Saturday, May 05, 2007

the distance between.



As we approach it, coming back into the city, it appears like a giant mouth. A huge mechanical sluice gate. Spanning the top of the Rijnkanal.

The bicycle path is straight, stretches both behind and in front of us, always seeming to define an infinity of distance.
Last time we cycled along here, it was a summer's day. Then the sun felt too heavy on my shoulders and she talked and talked and I felt weak. We had come from Berlin that morning and I was struck by the difference in feeling. Not only the flatness of the land, the planed outlook, the neatly planted trees all in a line, but something else. It was the curious sense of earth being absent.
Here, one did not catch the same grounded smell. The trees seemed fragile, as if growing from water, as if somehow they were pushing up through the water, had not reached air. It was that. The overpowering sense of water, the ever present draw of the sea.

Approaching this spot, now, this afternoon, the sides of the giant sluice gate appear to stand there, lifeless, indifferent.
She is a little way ahead of me and I call out to her to stop. Her feet touch the ground as I dismount. My eyes fix on the gate's size, the way it appears to silence all around it.

Along the dike, the water laps. The swell from a passing barge pushes against the knotted, grassy edge. The trees, straight, their leaves not yet fallen, rustle lightly in the breeze.
It rises into the air and my eyes cannot leave it. As the sun pierces the thin layer of cloud, the thought enters my head. It is the sea that offers the opening.
Its drift catches me and I think of all the distance it suggests. I imagine ships sailing it. Through time. Then I think of the coldness of the north, the far north, the crushing vastness of the Arctic. Into my mind spring names, names I learned at school. The Bering Straits, Archangel, Nova Zembla, Spitsbergen. In these names sounds something of the desolation, the godforsakeness of parts of the world. I cannot imagine people being there, let alone living there. Yet here in the sea, is something of their presence. Here, in the depths of the canal, in the choppy water of the harbour is some tiny part of their struggle to survive.

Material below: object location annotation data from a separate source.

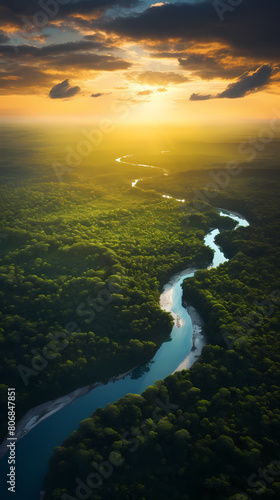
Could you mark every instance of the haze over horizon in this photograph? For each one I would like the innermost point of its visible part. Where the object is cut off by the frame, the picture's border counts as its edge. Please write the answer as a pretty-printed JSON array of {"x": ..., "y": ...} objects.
[{"x": 178, "y": 62}]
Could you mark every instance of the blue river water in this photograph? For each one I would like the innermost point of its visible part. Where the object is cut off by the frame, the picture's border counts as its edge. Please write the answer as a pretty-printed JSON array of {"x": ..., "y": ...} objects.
[{"x": 34, "y": 450}]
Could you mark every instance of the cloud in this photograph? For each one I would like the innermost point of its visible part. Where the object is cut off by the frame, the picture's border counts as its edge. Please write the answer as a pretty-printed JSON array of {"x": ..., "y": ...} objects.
[
  {"x": 17, "y": 8},
  {"x": 158, "y": 78},
  {"x": 208, "y": 67},
  {"x": 145, "y": 92},
  {"x": 63, "y": 90},
  {"x": 248, "y": 83},
  {"x": 100, "y": 94},
  {"x": 200, "y": 97},
  {"x": 252, "y": 28}
]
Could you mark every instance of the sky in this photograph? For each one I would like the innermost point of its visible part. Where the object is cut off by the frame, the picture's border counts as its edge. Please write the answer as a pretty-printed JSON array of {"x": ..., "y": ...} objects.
[{"x": 188, "y": 61}]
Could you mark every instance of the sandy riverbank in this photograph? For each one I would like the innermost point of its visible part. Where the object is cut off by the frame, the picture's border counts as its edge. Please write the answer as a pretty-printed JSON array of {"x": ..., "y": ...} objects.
[
  {"x": 198, "y": 339},
  {"x": 39, "y": 413}
]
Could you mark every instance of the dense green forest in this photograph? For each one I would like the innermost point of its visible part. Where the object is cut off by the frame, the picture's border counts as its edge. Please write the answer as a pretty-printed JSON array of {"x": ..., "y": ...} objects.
[
  {"x": 81, "y": 270},
  {"x": 211, "y": 432}
]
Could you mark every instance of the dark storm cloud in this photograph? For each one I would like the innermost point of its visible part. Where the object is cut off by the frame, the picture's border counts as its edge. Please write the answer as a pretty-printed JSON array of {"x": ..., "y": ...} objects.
[
  {"x": 63, "y": 90},
  {"x": 68, "y": 55},
  {"x": 252, "y": 28},
  {"x": 23, "y": 80},
  {"x": 248, "y": 83},
  {"x": 49, "y": 50},
  {"x": 30, "y": 7}
]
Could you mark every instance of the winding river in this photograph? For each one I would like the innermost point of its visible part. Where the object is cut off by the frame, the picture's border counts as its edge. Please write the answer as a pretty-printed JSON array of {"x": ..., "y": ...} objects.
[{"x": 180, "y": 351}]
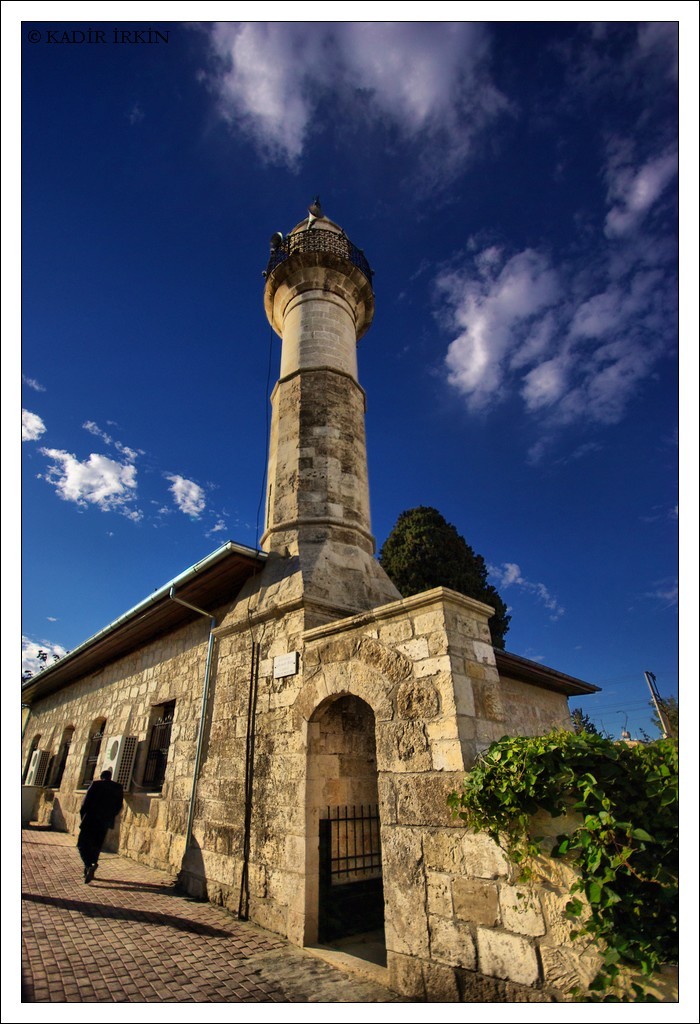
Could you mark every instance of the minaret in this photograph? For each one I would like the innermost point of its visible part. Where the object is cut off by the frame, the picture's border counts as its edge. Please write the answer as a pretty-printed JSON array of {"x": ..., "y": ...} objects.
[{"x": 318, "y": 298}]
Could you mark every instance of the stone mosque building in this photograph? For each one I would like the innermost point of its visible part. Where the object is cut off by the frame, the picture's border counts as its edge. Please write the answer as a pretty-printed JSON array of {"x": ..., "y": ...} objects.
[{"x": 288, "y": 727}]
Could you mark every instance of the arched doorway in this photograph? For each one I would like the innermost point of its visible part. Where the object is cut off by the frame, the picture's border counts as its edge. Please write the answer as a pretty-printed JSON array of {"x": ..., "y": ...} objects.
[{"x": 344, "y": 862}]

I turn to her and she is looking at me. Her eyes are curious, questioning. For a moment the space between us, the actual distance, the metres, seem to exaggerate, to become greater than they really are. Where she stands, waiting with her bicycle to where I have stopped to look, appears to elongate. I feel it strike me harshly. It grasps at the pit of my stomach. A sudden panic.
What if that closeness is not in fact a closeness. What if it has never been a closeness? If the connection I feel with her is nothing other than a deceit, a joke, an illusion I have created. What if all there is, is the bareness of our existence; the simple, relentless biology of our lives?
For those moments I feel fixed to the spot, immobile. It is as if I have frozen, as if the great gate of the Zeerburgerdijk is descending and closing me out in judgement.
Then I step forward, pick up my bicycle and find her eyes. She smiles but I am not sure if I can believe. I feel the flow of time, the incessant rushing forward of time and behind that a growing fear of nothingness.
I want then to pull her close, the way I did one night on the metro, feel her arms around me, my head against her, my fingers in her hair, smell her against me, be touched by her warmth, her certainty. When it seemed the night enveloped the train. The stars, the moon, the swirl of nebulae, the spiral of galaxies were just outside the roof of the fluorescent carriage and the tunnel was in fact a long, winding journey we had always been on.
Now I want only to step back inside the city, return to the safety of port.
The path with its line of trees appears suddenly precarious. Perhaps the ground on which it is cut is about to slip away.
Again I look into her eyes, searching for the confirmation, for the assurance. The anxiety increases, rising from within, sticking in my throat. A dizziness comes over me. My head spins.

Then I hear her voice asking if I am all right. I recognise the familiarity, feel her words carry the closeness back. The intimacy of all of our life together returns.
I see the home we share, the bed unmade in the morning, the sunlight falling across her uncovered shoulder. We are in the kitchen together, cooking, the ruby glow of a bottle, the vegetables cut on a wooden board. Above our heads a yellow lamp hangs, its glow detailing our bodies in an unending play of light and shadow.
She looks at me, an expression of puzzlement crossing her face. Her head falls to one side and then she turns. I see her move away. The length of her back is straight in the sunlight.

The mouth of the harbour stands still, as it has remained. To my side the sound of the water rises above the noise of the afternoon, above the constant murmur of the city. It rises and rises and then I am alongside her. My face set against the cool afternoon air and cycling.